Jésus était à Béthanie dans la maison de Simon le lépreux, lorsqu'une femme vint à lui avec un pot en albâtre de la pommade la plus chère, et le lui versa sur la tête alors qu'il était à table. Quand ils ont vu cela, les disciples étaient indignés. «Pourquoi ces déchets?» Ont-ils dit. "Cela aurait pu être vendu à un prix élevé et l'argent donné aux pauvres." Jésus s'en rendit compte. «Pourquoi contrariez-vous la femme?» Leur dit-il… «Quand elle a versé cette pommade sur mon corps, elle l'a fait pour me préparer à l'inhumation. Je vous dis solennellement que partout dans le monde cette Bonne Nouvelle est proclamée. Ce qu'elle a fait sera également racontée, en souvenir d'elle. "

Ce passage montre ce que les érudits de l'Écriture appellent couramment le caractère de «jeu téléphonique» de la tradition orale à partir de laquelle les Évangiles se sont développés. Au lieu du pharisien de Luc, nommé Simon, nous trouvons dans Matthieu «Simon le lépreux». Le plus frappant est que cette onction soit spécifiquement appelée frottement traditionnel d'un cadavre avec de l'huile; l'acte est donc une préfiguration explicite de la mort de Jésus. . Dans Matthew et dans Mark, l'histoire de la femme sans nom met en contraste son acceptation de la mort imminente de Jésus avec le refus des disciples (masculins) de prendre au sérieux les prédictions de Jésus sur sa mort. Mais dans d’autres passages, Marie-Madeleine est associée nommément à l’enterrement de Jésus, ce qui explique en partie pourquoi il était facile de confondre cette femme anonyme avec elle.
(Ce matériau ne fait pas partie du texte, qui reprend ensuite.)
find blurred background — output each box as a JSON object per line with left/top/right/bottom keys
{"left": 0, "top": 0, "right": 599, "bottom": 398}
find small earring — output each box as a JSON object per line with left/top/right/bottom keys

En effet, avec cet incident, les récits de Matthieu et de Mark commencent le mouvement vers le point culminant de la crucifixion, car un des disciples - «l'homme appelé Judas» - va, dans le verset suivant, aux principaux sacrificateurs pour trahir Jésus.

Dans les passages sur les onctions, la femme est identifiée par le «pot d'albâtre», mais chez Luc, sans référence au rituel de la mort, il y a une nette connotation érotique; Un homme de cette époque ne devait voir les cheveux dénoués d'une femme que dans l'intimité de la chambre à coucher. Le délit commis par les témoins dans Luke concerne le sexe, tandis que dans Matthew et Mark, il s'agit d'argent. Et, dans Luc, les larmes de la femme, avec les paroles de Jésus, définissent la rencontre comme une repentance abjecte.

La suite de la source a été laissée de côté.